Let’s forget for a moment that Baloch movement is not 70 years old and stories of enforced disappearances had not started half a century ago, but all this started at the beginning of this millennium. What have the last two decades given to Balochistan?
Since the beginning of this millennium, not a single year has gone without a report of a person being forcibly disappeared. Ali Asghar Bangulzai’s abduction allegedly by Pakistani forces in 2001 was the point when the grief-struck faces first appeared in Quetta.
It has been 19 years since his abduction and it is Ali Asghar’s nephew Nasrullah Baloch who chairs the organization of Voice for Baloch Missing Persons (VBMP), which recently marked the completion of its 11 years of its formal establishment though its members were active since 2001.
Abduction of any Baloch activists has been bringing the family members of the missing persons to Quetta with the hope to find their loved ones. Women and children crying in front of Press Clubs, Mahrang Baloch’s tears for her father Ghaffar Langove, who was killed after remaining disappeared for months. Seema Baloch’s tears for her brother Shabbir, who still remains missing. Zakir Majeed’s mother has been crying for a decade now since his abduction in 2009. Luckily, Ansa Baloch’s tears brought her brother Amir back, a rarity.
Although Ansa’s tears brought her brother back the tears of other sisters have not dried yet. On the 8th of June, Haseeba Qumbrani’s heart-wrenching appeal for the release of her brother and cousin went viral. On Twitter, it has been watched half a million times on @MahrangBaloch5’s timeline and around 2 lac times on Rafi Ullah Mandokhail’s timeline. These stats are taken only from two accounts on two social media platforms which gives a clear idea of the reach of that video.
Haseeba’s tears are a few more drops in the decades-old pond of tears that keeps filling in front of Quetta Press Club. It is her second time to cry for justice at the same place, in 2015, her brother Salman Qambrani and Cousin Gazzain Qambrani were abducted and remained missing for a year before their mutilated dead bodies were dumped in August 2016.

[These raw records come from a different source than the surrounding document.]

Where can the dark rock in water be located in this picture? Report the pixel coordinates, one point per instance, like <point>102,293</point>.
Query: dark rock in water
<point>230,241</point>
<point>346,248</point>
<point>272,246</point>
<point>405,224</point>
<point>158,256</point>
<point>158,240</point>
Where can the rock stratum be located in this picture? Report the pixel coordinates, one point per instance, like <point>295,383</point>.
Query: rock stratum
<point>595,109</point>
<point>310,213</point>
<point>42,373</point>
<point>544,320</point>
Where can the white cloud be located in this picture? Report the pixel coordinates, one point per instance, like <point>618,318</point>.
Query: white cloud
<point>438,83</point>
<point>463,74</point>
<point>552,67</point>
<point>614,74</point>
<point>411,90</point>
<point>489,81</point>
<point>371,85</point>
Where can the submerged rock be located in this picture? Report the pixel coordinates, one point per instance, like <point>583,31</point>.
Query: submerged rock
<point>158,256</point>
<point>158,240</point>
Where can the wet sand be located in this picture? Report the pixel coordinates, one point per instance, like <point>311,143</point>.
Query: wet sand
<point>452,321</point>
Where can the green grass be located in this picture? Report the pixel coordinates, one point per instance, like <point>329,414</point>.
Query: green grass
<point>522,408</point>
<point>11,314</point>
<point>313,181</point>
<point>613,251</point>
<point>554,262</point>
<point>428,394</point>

She had to return in front of the press club with the broken voice and teary eyes when her remaining brother Hassaan Qumbrani was picked up along with another cousin Hizbullah Baloch in February 2020. She fears if their fate will be the same as Gazzain and Salman. However, reportedly, the prime minister’s office has contacted her regarding the issue but it could not be confirmed independently who had contacted her and if anything was assured to her.
The last two decades of Balochistan can be summed up in three phrases, enforced disappearances, mutilated dead bodies, and teardrops on the shawl.